Groaning, she tried to sit up, but couldn’t. She was being held down.
“Hello. Do you want to wake up?”
Tahl’s voice.
“No . . . where . . . ? what . . . ?”
“Hold it. I’ll untie you. We didn’t want you rolling overboard in your sleep.”
Hands moved. The pressure against her chest eased. That was what had woken her. . . .
No, it wasn’t, but it had been there, against her chest. A pulse of numbness. Axtrig. She clutched at the place through her blouse and lifted the spoon clear of her chest. The moment the wood lost contact with her skin she felt the handle trying to twist itself round, until she let it fall back against her chest.
The pulse of numbness came and went.
“Meena was trying to use her?” she muttered.
“We were just talking about it. Meena’s not feeling too well. Some people get sick even on the river, if it’s a bit rough. You can sit up if you want. You’ve got a safety cord round you.”

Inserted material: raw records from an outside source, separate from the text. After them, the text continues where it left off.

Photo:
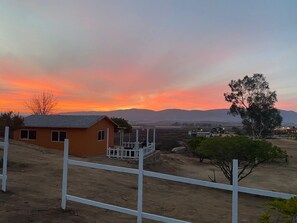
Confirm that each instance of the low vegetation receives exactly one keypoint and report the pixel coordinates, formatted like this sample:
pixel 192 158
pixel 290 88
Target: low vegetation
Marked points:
pixel 280 211
pixel 249 153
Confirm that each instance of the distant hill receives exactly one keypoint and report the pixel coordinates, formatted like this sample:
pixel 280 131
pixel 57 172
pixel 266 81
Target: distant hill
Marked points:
pixel 178 115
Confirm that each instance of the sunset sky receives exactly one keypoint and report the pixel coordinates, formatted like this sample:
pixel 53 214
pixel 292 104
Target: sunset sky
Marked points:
pixel 153 54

Barely able to see for the dazzle, Tilja sat and stared around. Meena was lying by her side. Her eyes were closed and her face was a nasty yellowish color. Her lips were moving in silent, angry mutters. There was a dribble of fresh vomit from the corner of her mouth. Tilja forgot everything else and crawled to the edge of the raft so that she could dip the end of her head scarf in the rush of water, then crawled back and wiped the old face clean.
“Thanks, girl,” came the sick whisper. “I’ll live. Better had, after all this to-do. What about the spoon, then? Not doing much out here?”
Before she could answer, Tilja became aware of what was happening inside her blouse, unnoticed by her in the urgency of tending to Meena. As she had crawled to and fro the spoon had fallen into the fold of her blouse and now seemed to be trying to nudge and nuzzle, blindly but insistently, against the fabric, like a newborn pup searching helplessly for the unknown thing it wants, until its mother noses it toward her teats.
“She’s not just turning,” Tilja whispered in astonishment. “She wants to go somewhere. Over there. Is that south, Tahl?”
“Hard to tell. The sun came up over there, if the line of the waves hasn’t shifted, so where you’re pointing is a bit east of south, maybe.”
“We are still in the flow of the Great River,” said Alnor. “The water is almost fresh. Let me listen. Tahl, come and help.”